The two key strands in the previous programming period – Environment and Climate Action – are now separated into four sub-programmes with their budget, thus providing greater and more concentrated support for businesses and the public sector.
The total budget of the program has been increased by 60% compared to the previous period, in the context of the transition to climate neutrality and the achievement of the goals set in the European Green Deal. About 3.5 billion euros have been earmarked for environmental initiatives and 1.9 billion euros for climate actions.
Some of the most important specifics of LIFE in the current programming period:
Although traditionally perceived as a tool for the implementation of initiatives for the public benefit by public bodies, non-governmental organizations, universities, etc., LIFE places an analogous focus on the so-called close-to-market projects that focus on the business and its green products, technologies, services and processes intended for the market. The solutions that are supported should have a relatively high degree of technological – for example, validated in a simulated environment – and business maturity, so that within the project or soon after its completion, they can be implemented on an industrial or commercial scale.

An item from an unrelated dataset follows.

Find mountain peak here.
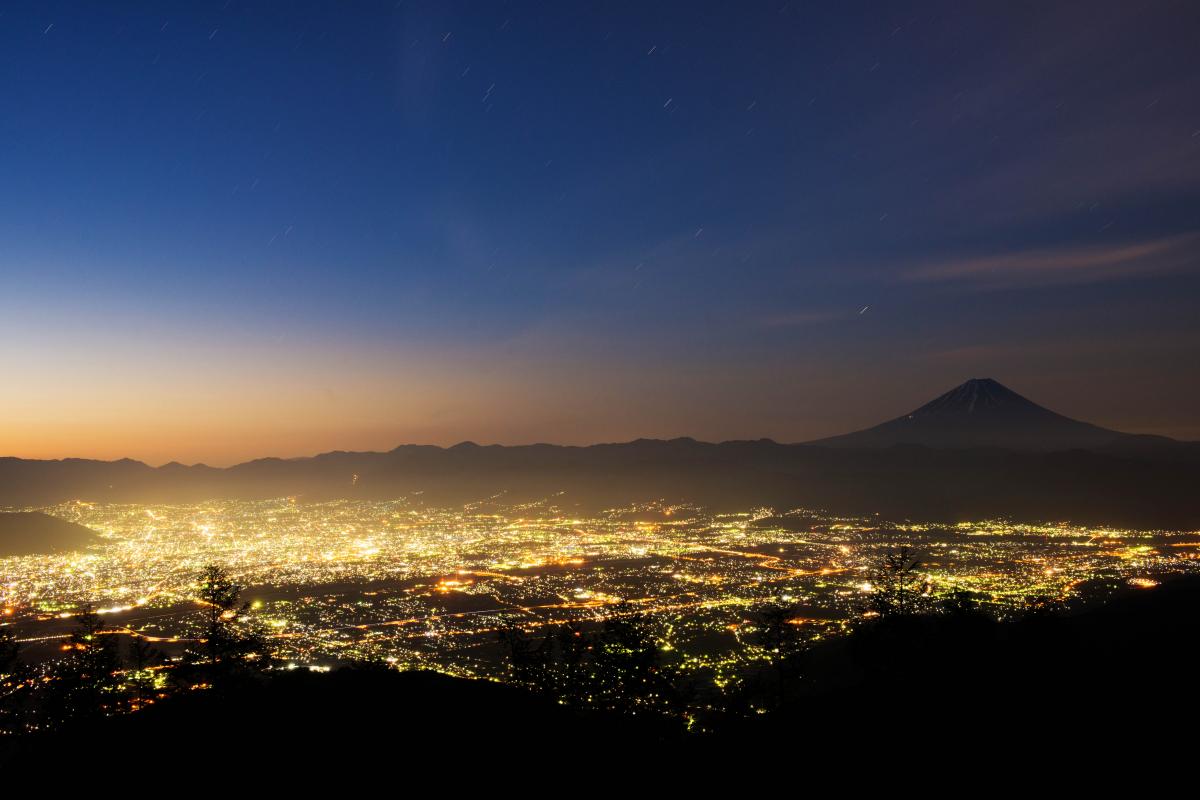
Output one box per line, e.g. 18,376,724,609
812,378,1130,451
911,378,1029,417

It is important to note that the proposed actions can be both innovative – ideas and solutions that are new compared to the state-of-the-art technologies at the level of a member state and/or sector, as well as established in practice (best practice), i.e. technologically up-to-date solutions, techniques, methods and approaches with proven effectiveness. At the same time, special attention is paid to the potential of the developed technology to be upgraded, applied in similar conditions and contexts (“replication”) and/or other industries (“transfer”).
Who can apply?
Legal entities (public and private) without category limitation (including startups and big enterprises), associations, international organisations, etc. Beneficiaries should have the operational, technical and financial capacity to adequately meet the needs and requirements arising from the implementation of the project. You can apply alone or in partnership. Any cooperation, especially international and intercross-disciplinary, is promoted to strengthen the links between Member States, businesses and industries in the European Union.
Grant and eligible costs
Eligible costs under the project include staff remuneration, purchase of equipment, materials and supplies, external services, travel costs, indirect costs, etc. The grant is up to 60% of the project budget, which varies according to the different sub-programmes, but is on average between 2 and 4 million euros per project.
Deadline for submitting project proposals
The deadline for applications is October 4, 2022, except for the “Transition to Clean Energy” call, whose deadline is November 16, 2022. Submission of projects is done electronically through the European Commission portal.
Prospects and challenges
Interest in the program continues to grow, and Bulgarian companies are increasingly prepared to meet the specific requirements, as evidenced by the considerable number of approved projects over the past few years.
However, certain restrictive trends and challenges persist in low awareness, insufficient information resources in Bulgarian, lack of experience about the direct application (i.e. not to the relevant ministry, but directly to the European Commission and/or the adjacent agencies), the unused potential for interaction with support structures, including the National Contact Unit (NCU), responsible for the implementation and promotion of the LIFE program at the national level, etc.